Come enfatizzò il santo pontefice polacco più tardi nella sua omelia: “Malta possiede un’eredità cristiana magnifica della quale andate giustamente fieri, ma quell’eredità è anche un dono che implica una grande responsabilità (cfr Lc 12, 48)” (no. 2). Effettivamente, quella responsabilità risplende quando si legge l’ottimo certificato che il narratore degli Atti, San Luca, ha fatto sui maltesi di quel tempo. Gli indigeni ci trattarono con rara umanità; ci accolsero tutti attorno a un gran fuoco, che avevano acceso perché era sopraggiunta la pioggia ed era freddo (Atti 28:2). Anche San Giovanni Crisostomo ci ha dato un bel certificato nelle sue omelie sugli Atti degli Apostoli. Infatti, il Crisostomo scrisse: “Gli abitanti dell’Isola ci insegnano come deve essere il comportamento giusto. Non sapevano chi erano quelli che si erano naufragati. Ma capivano bene che erano tutti essere umani. Ecco perché li hanno accolti con rara umanità … È evidente quelli che lo hanno (a Paolo) accolto così, hanno anche accolto la parola che egli ha proclamato. Non poteva dialogare con loro tre mesi se non l’ho hanno creduto. Da questo, uno nota che erano tanti quelli che hanno creduto”.

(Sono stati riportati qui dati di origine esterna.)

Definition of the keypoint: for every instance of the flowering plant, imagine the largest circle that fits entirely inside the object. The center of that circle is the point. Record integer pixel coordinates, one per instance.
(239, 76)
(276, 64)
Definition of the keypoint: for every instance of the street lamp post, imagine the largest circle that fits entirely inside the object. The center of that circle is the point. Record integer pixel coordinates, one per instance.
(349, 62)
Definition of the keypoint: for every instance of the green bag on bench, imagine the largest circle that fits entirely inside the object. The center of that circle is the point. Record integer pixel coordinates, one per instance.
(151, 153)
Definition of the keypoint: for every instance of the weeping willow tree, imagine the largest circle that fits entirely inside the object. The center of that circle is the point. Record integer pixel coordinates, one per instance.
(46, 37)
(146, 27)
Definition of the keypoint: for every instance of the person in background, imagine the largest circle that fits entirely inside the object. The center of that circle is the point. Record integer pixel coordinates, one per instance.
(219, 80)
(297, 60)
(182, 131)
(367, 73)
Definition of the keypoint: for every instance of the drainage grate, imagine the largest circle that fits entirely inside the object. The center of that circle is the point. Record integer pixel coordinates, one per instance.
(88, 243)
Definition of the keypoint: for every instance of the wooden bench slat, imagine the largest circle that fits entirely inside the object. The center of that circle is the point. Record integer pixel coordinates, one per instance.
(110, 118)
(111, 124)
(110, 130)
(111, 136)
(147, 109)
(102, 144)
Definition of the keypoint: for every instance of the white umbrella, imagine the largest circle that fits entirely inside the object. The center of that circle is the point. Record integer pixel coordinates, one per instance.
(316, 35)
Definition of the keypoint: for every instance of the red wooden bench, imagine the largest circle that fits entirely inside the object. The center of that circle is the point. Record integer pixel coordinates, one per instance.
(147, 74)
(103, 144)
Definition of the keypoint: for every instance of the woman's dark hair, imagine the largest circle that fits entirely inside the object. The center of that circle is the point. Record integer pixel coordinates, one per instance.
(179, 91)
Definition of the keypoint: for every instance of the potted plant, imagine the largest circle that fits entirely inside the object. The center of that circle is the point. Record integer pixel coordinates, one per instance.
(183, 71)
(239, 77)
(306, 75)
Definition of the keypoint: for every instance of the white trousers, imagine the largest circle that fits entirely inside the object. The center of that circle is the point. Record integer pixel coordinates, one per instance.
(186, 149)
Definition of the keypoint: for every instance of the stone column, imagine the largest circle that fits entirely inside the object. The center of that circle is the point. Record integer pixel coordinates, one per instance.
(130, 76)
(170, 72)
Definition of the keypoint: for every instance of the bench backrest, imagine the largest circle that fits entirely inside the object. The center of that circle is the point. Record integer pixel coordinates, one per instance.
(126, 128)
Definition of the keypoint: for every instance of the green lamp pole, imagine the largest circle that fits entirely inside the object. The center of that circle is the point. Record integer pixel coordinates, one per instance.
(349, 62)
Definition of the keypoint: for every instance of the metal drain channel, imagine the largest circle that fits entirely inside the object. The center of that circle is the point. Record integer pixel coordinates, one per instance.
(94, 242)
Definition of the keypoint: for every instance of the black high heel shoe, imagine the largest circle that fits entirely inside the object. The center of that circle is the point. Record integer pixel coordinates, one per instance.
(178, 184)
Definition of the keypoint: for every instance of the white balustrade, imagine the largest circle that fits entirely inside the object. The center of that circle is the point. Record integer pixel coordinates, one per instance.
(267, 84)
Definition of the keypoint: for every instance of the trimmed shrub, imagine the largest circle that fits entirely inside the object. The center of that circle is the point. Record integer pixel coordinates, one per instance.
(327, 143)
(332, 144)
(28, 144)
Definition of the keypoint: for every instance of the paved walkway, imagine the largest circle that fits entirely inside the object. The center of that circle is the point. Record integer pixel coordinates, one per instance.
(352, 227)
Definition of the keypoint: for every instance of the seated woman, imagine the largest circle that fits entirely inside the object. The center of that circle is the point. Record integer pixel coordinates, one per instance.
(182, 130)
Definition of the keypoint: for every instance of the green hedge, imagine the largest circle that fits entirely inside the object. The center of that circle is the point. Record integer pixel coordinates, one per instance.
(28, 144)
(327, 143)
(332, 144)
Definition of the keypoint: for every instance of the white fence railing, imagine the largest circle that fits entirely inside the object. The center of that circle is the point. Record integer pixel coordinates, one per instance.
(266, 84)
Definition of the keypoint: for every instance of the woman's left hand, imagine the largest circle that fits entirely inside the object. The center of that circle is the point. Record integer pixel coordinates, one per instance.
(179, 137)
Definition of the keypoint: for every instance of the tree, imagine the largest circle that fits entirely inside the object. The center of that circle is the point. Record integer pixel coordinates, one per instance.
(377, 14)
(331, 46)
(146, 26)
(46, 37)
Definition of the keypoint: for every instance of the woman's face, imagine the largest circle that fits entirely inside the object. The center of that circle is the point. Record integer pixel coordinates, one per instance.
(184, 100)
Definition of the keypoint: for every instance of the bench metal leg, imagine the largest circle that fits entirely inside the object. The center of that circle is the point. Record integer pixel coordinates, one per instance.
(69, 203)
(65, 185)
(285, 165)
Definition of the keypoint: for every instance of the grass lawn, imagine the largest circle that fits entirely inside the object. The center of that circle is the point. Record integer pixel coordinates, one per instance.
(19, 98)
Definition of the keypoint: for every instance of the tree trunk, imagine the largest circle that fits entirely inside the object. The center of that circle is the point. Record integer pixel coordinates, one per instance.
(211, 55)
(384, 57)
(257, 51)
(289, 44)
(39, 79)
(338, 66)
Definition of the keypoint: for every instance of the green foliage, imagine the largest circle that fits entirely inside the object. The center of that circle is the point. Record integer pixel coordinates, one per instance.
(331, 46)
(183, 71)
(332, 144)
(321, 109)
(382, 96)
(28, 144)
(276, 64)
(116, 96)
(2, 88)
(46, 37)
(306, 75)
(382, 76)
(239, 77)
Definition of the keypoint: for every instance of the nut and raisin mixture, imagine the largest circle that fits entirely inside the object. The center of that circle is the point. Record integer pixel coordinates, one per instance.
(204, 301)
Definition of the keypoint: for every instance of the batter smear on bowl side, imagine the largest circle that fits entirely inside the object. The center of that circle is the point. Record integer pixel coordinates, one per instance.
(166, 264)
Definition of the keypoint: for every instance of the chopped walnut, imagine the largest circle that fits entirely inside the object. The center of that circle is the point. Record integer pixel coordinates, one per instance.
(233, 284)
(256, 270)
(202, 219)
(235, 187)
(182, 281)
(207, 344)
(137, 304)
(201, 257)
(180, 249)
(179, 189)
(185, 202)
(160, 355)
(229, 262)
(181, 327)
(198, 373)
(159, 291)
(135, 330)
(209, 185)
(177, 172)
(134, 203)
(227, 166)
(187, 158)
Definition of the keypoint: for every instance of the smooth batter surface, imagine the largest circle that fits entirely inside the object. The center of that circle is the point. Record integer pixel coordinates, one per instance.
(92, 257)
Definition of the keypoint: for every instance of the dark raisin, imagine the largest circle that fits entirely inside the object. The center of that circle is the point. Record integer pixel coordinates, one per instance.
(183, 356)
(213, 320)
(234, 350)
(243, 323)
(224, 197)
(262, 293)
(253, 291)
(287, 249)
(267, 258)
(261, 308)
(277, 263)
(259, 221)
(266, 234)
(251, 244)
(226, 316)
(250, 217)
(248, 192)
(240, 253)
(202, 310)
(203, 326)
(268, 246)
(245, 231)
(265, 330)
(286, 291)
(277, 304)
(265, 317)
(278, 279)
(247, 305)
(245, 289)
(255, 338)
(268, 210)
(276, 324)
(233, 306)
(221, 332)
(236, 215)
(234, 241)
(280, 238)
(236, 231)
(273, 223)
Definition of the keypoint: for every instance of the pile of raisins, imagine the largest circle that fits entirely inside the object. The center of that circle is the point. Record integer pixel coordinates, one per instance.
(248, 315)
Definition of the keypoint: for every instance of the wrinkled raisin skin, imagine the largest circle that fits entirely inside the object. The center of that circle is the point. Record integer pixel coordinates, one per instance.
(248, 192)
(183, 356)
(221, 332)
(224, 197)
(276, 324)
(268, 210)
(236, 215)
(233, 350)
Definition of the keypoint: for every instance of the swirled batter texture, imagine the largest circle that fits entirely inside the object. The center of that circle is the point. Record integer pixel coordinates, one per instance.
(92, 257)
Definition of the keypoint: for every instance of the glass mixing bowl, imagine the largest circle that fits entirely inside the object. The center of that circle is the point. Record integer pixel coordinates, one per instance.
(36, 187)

Rispettivamente se noi siamo maltesi, italiani o gente di qualunque nazione sotto il cielo, se noi diciamo di essere cristiani tutti abbiamo la responsabilità di vivere questa fede autenticamente. Ovviamente, autenticamente significa anche praticarla nelle opere di misericordia, come gli abitanti dell’Isola. Nell’udienza generale del 27 aprile 2016, Papa Francesco ci insegna come il cuore della fede cristiana è la compassione per quelli che soffrono. “Eppure non esiste vero culto se esso non si traduce in servizio al prossimo. Non dimentichiamolo mai: di fronte alla sofferenza di così tanta gente sfinita dalla fame, dalla violenza e dalle ingiustizie, non possiamo rimanere spettatori. Ignorare la sofferenza dell’uomo, cosa significa? Significa ignorare Dio! Se io non mi avvicino a quell’uomo, a quella donna, a quel bambino, a quell’anziano o a quell’anziana che soffre, non mi avvicino a Dio”. Signore aiutami a lasciare queste parole di San Paolo trasformano completamente la mia vita: Se il tuo nemico ha fame, dagli da mangiare; se ha sete, dagli da bere: facendo questo, infatti, accumulerai carboni ardenti sopra il suo capo. Non lasciarti vincere dal male, ma vinci il male con il bene (Rm 12:20-21). Amen.